Дочь Сьюзен Хенчард стойко перенесла леденящую боль от раны, нанесенной ей обращением Доналда, как она переносила более тяжкие муки, и постаралась возможно скорее уйти незаметно из этой неприветливой комнаты. Теперь шотландец был уже не тот Фарфрэ, который танцевал и гулял с нею в состоянии неустойчивого равновесия между любовью и дружбой, когда он переживал тот единственный в истории каждой любви период, в который не вторгается страдание.
Элизабет стояла у окна своей спальни, стоически созерцая свою судьбу, словно она была написана на крыше соседней колокольни.
— Да! — сказала она наконец, хлопнув ладонью по подоконнику. — Второй человек, про которого она мне рассказывала, — это он.
А тем временем теплившееся у Хенчарда чувство к Люсетте силою обстоятельств разгоралось во все более яркое пламя. Молодая женщина, к которой он некогда испытывал только нежную жалость, впоследствии почти охлажденную рассудком, теперь стала менее доступной и расцвела более зрелой красотой, а он начал понимать, что лишь она одна может вернуть ему довольство жизнью. Ее молчание доказывало ему день за днем, что бесполезно и думать о том, чтобы подчинить ее себе высокомерным обращением; поэтому он сдался и снова зашел к ней, когда Элизабет-Джейн не было дома.

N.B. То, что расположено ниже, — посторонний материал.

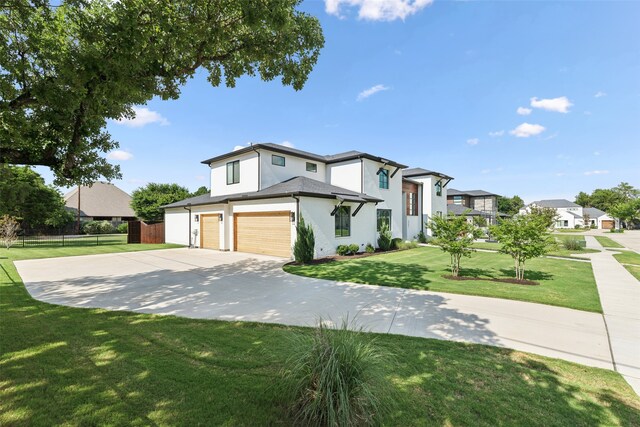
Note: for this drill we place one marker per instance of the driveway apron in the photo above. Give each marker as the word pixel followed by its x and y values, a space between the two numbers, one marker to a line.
pixel 620 298
pixel 207 284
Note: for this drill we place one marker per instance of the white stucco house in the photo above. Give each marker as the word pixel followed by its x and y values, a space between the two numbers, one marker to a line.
pixel 571 214
pixel 259 193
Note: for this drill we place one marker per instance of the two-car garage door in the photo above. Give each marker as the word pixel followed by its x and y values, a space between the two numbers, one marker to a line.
pixel 267 233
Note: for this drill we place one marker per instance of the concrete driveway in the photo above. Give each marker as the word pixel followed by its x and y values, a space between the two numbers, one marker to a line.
pixel 199 283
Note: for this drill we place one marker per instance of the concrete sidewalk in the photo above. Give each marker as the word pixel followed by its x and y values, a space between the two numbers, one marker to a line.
pixel 620 297
pixel 231 286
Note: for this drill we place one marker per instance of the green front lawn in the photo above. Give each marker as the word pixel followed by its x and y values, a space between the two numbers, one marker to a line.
pixel 71 366
pixel 631 261
pixel 607 242
pixel 562 283
pixel 557 250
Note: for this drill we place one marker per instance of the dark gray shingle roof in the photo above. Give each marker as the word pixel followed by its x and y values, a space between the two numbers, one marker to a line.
pixel 473 193
pixel 333 158
pixel 414 172
pixel 298 186
pixel 462 210
pixel 556 203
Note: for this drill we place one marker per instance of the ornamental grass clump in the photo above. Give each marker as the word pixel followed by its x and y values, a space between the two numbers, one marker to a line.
pixel 335 377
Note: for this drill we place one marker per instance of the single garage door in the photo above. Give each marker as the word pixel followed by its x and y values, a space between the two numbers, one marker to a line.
pixel 267 233
pixel 210 231
pixel 607 224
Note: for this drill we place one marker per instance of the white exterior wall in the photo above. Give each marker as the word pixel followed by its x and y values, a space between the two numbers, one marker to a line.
pixel 346 175
pixel 317 212
pixel 294 166
pixel 392 197
pixel 431 203
pixel 176 227
pixel 248 175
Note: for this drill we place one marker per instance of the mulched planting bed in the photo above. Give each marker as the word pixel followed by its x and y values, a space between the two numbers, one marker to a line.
pixel 514 281
pixel 333 258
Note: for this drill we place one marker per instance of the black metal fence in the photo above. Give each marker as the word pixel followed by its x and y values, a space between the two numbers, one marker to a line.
pixel 72 240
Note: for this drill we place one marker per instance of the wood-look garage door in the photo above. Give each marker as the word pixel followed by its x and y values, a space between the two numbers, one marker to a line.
pixel 210 231
pixel 607 224
pixel 267 233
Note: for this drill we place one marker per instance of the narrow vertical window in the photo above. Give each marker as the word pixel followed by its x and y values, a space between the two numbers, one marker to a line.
pixel 383 179
pixel 343 221
pixel 233 172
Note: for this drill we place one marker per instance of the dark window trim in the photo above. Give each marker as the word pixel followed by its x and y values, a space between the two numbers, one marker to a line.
pixel 273 160
pixel 378 211
pixel 235 172
pixel 383 178
pixel 343 221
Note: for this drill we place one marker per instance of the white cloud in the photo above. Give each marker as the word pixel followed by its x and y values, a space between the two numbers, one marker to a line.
pixel 371 91
pixel 525 130
pixel 143 117
pixel 119 155
pixel 560 105
pixel 377 10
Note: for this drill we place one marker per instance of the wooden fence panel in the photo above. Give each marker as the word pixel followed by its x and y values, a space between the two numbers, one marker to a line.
pixel 152 233
pixel 141 232
pixel 134 232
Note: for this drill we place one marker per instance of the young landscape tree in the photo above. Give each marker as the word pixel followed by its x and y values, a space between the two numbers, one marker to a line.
pixel 523 237
pixel 455 235
pixel 9 228
pixel 68 66
pixel 146 201
pixel 626 212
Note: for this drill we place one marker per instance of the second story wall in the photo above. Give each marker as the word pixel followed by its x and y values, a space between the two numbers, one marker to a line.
pixel 246 176
pixel 346 174
pixel 272 174
pixel 392 196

Он шел к Люсетте через всю комнату тяжелой, немного неуклюжей походкой, устремив на нее упрямый горящий взгляд (который в сравнении со скромным взглядом Фарфрэ казался солнцем в сравнении с луной), и вид у него был слегка фамильярный, да и не мудрено. Но перемена в общественном положении точно перевоплотила Люсетту, и руку она ему протянула с таким дружелюбнохолодным выражением лица, что он сразу сделался почтительным и сел, явно утратив часть уверенности в своих силах. Он плохо разбирался в модах, но все-таки понимал, что недостаточно элегантен для той, которую до сих пор считал чуть ли не своей собственностью. Она очень вежливо поблагодарила его за то, что он любезно зашел ее навестить. Это помогло ему вернуть утраченное равновесие. Он как-то странно посмотрел ей в лицо, и робость его мало-помалу испарилась.

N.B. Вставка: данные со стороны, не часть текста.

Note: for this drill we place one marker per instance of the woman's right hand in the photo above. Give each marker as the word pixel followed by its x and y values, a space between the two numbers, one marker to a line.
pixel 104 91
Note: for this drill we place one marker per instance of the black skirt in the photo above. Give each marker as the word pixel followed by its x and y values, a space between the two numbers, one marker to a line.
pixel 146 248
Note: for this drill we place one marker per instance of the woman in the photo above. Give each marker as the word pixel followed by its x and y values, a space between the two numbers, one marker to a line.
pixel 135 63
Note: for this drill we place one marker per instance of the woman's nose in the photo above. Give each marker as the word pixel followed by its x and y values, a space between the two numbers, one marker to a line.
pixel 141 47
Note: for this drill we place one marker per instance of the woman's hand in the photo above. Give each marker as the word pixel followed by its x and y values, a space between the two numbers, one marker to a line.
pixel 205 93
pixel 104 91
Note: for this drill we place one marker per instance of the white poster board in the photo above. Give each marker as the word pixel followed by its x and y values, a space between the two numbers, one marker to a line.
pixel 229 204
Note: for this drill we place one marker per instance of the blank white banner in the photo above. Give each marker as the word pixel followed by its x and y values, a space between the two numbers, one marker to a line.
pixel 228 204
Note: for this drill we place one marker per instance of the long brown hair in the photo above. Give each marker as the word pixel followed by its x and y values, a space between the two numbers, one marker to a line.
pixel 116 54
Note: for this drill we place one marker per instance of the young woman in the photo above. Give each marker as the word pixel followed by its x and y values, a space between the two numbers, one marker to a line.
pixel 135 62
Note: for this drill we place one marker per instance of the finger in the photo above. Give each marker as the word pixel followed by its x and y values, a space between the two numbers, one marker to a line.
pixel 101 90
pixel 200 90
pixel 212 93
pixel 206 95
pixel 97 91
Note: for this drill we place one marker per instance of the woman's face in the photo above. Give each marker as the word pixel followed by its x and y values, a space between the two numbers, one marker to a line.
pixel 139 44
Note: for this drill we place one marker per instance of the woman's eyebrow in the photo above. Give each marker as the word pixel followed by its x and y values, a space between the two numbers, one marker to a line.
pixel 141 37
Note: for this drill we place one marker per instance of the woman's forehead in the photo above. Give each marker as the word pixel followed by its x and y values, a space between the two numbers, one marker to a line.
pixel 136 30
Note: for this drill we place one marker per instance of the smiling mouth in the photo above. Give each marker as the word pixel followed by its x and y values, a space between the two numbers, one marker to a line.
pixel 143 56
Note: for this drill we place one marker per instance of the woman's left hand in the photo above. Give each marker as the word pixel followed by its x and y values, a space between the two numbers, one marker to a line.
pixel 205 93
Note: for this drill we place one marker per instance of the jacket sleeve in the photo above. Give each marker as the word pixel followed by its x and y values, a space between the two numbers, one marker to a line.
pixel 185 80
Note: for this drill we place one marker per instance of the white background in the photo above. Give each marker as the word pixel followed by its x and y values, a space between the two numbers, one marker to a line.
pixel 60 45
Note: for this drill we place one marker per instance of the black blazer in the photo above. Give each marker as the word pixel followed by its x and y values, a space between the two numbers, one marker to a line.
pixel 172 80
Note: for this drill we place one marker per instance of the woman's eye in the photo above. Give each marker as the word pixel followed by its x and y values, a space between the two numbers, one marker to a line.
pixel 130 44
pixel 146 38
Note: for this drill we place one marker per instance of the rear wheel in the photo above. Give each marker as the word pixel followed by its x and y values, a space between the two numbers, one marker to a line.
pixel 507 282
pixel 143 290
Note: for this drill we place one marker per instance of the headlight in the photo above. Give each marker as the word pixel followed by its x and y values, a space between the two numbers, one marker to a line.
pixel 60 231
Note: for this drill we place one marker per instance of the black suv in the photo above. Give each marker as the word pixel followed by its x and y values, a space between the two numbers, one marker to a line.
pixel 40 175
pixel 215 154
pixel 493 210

— Да как же мне было не зайти, Люсетта? — начал он. — Что за вздор вы мелете? Вы же знаете, я бы не мог удержаться, даже если бы захотел… то есть даже если б я был отнюдь не любезным человеком. Я пришел сказать, что готов, как только позволит обычай, дать вам свое имя в награду за вашу любовь и за все то, что вы из-за нее потеряли, заботясь слишком мало о себе и слишком много обо мне; я пришел сказать, что вы с моего полного согласия можете назначить день или месяц, когда мы, по-вашему, можем сыграть свадьбу, не погрешив против приличий: вы в этом понимаете лучше, чем я.

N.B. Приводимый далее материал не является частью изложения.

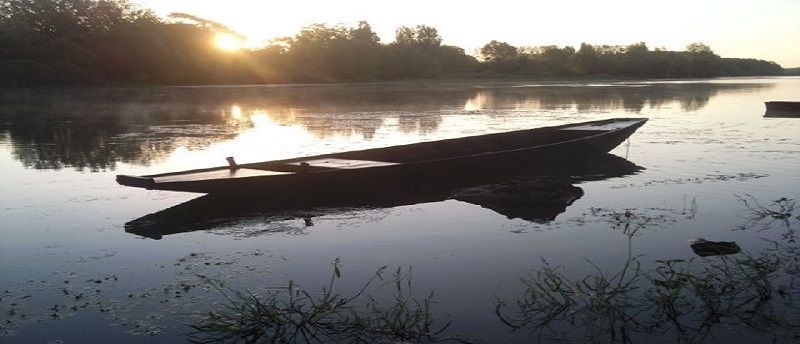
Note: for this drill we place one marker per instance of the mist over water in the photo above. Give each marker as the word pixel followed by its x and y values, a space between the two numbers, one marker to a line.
pixel 67 262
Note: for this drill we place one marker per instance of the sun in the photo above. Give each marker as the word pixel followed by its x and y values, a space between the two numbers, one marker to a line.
pixel 228 42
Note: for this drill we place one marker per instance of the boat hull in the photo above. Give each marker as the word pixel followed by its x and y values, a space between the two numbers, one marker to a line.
pixel 541 156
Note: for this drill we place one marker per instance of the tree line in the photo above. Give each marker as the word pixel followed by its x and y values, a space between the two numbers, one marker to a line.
pixel 96 42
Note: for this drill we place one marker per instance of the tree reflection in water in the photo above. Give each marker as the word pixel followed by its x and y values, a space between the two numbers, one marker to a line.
pixel 94 129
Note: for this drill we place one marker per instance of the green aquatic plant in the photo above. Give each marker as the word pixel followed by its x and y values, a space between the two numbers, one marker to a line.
pixel 678 300
pixel 292 314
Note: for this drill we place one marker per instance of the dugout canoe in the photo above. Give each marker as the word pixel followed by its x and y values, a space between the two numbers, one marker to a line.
pixel 403 166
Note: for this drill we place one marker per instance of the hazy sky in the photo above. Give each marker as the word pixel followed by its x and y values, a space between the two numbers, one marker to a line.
pixel 766 29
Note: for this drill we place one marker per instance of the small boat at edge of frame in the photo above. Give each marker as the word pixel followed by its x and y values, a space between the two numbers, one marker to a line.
pixel 782 109
pixel 402 166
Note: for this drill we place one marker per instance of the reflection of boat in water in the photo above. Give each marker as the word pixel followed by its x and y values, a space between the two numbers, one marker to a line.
pixel 540 203
pixel 409 165
pixel 782 109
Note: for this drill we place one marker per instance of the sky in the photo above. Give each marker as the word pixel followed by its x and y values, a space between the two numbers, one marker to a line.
pixel 766 29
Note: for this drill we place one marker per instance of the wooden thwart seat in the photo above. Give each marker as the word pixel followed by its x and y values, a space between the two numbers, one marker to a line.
pixel 602 126
pixel 342 163
pixel 216 174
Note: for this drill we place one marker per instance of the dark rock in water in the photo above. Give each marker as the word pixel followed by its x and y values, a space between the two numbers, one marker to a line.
pixel 539 199
pixel 705 248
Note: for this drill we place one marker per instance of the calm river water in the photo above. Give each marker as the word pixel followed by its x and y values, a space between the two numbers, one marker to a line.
pixel 710 165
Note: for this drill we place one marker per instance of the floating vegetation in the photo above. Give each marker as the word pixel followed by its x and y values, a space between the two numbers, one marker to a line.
pixel 138 311
pixel 742 176
pixel 764 216
pixel 677 300
pixel 292 314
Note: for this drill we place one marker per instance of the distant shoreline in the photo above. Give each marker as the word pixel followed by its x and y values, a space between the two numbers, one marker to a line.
pixel 451 81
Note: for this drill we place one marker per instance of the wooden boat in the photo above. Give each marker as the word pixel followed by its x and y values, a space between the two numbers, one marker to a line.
pixel 226 214
pixel 411 165
pixel 786 109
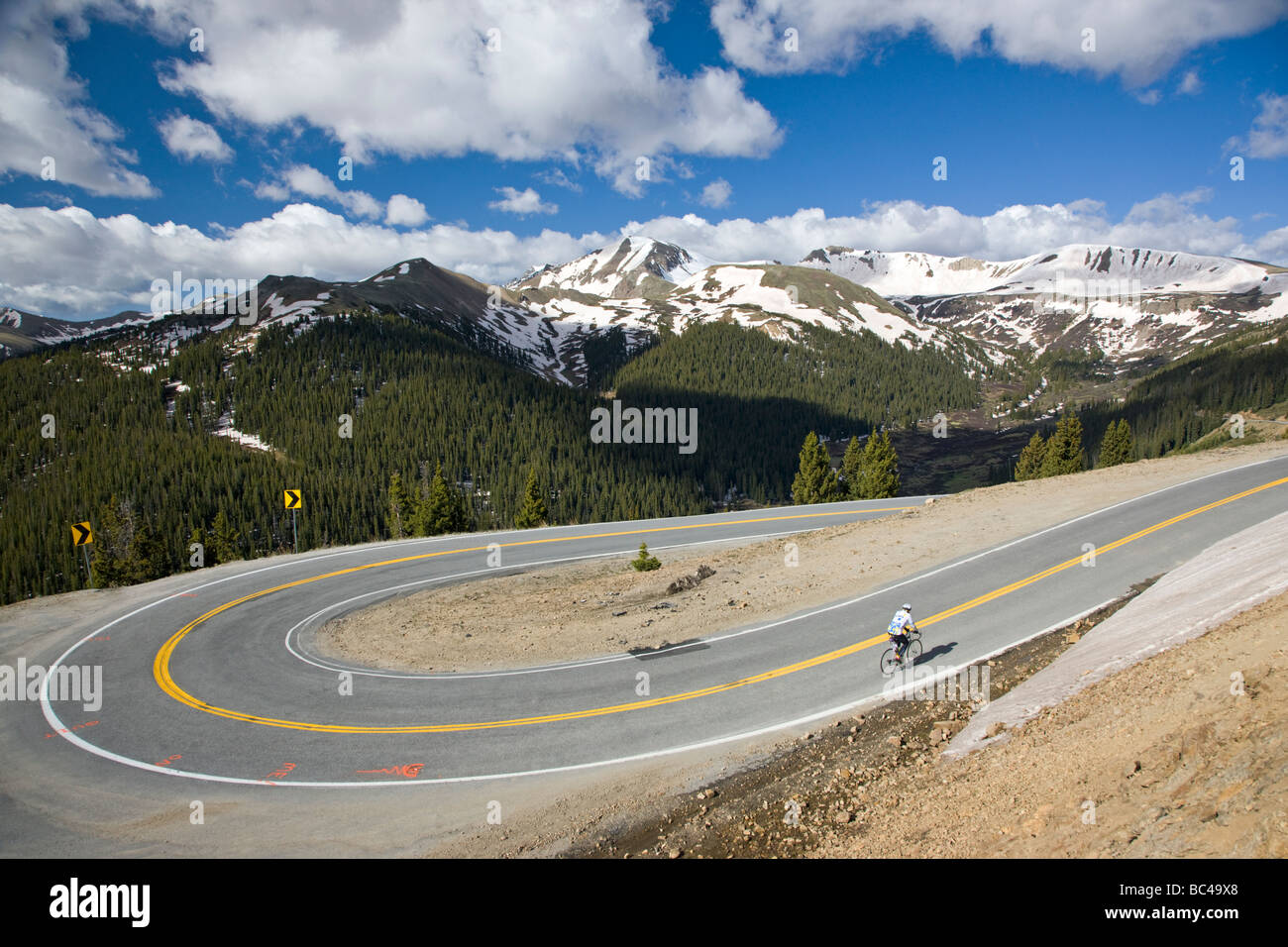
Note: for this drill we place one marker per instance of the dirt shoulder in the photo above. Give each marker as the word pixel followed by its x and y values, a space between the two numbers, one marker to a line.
pixel 1163 759
pixel 603 607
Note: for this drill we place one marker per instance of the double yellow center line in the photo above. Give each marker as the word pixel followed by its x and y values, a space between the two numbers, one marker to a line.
pixel 161 664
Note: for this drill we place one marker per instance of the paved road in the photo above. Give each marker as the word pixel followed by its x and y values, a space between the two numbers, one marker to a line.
pixel 218 682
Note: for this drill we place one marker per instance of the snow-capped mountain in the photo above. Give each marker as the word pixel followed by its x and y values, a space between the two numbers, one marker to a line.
pixel 635 266
pixel 1128 302
pixel 25 331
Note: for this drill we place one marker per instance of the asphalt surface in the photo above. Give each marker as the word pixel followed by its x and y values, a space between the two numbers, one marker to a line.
pixel 217 682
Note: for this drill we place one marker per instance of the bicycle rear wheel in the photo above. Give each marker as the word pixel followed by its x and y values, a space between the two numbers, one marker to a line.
pixel 888 663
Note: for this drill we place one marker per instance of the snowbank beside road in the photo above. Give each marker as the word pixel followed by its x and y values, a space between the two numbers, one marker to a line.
pixel 1225 579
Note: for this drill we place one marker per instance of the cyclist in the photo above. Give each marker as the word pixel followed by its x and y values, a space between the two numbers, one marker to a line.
pixel 900 626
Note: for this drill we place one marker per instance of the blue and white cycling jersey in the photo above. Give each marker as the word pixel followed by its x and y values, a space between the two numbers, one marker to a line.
pixel 900 622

— Теперь еще слишком рано, — отозвалась она уклончиво.
— Да, да, вероятно, рано. Но вы знаете, Люсетта, когда моя бедная обиженная судьбой Сьюзен умерла и я еще не мог и помыслить о новой женитьбе, я все-таки сразу решил, что после всего происшедшего между нами мой долг не допускать ненужных проволочек, а поскорее поправить дело. Однако я не спешил прийти к вам, потому что… ну, сами можете догадаться, как я себя чувствовал, зная, что вы унаследовали целое состояние. — Голос его звучал все глуше: он понимал, что в этой комнате его интонации и манеры кажутся более грубыми, чем на улице. Он огляделся, посмотрел на модные портьеры, на изысканную обстановку, которой окружила себя хозяйка дома.
— Клянусь жизнью, я и не знал, что такую мебель можно купить в Кестербридже, — проговорил он.
— Здесь такую нельзя купить, — отозвалась Люсетта. — И долго еще будет нельзя — пока город не проживет лет пятьдесят цивилизованной жизнью. Эту мебель привезли сюда в фургоне на четверке лошадей.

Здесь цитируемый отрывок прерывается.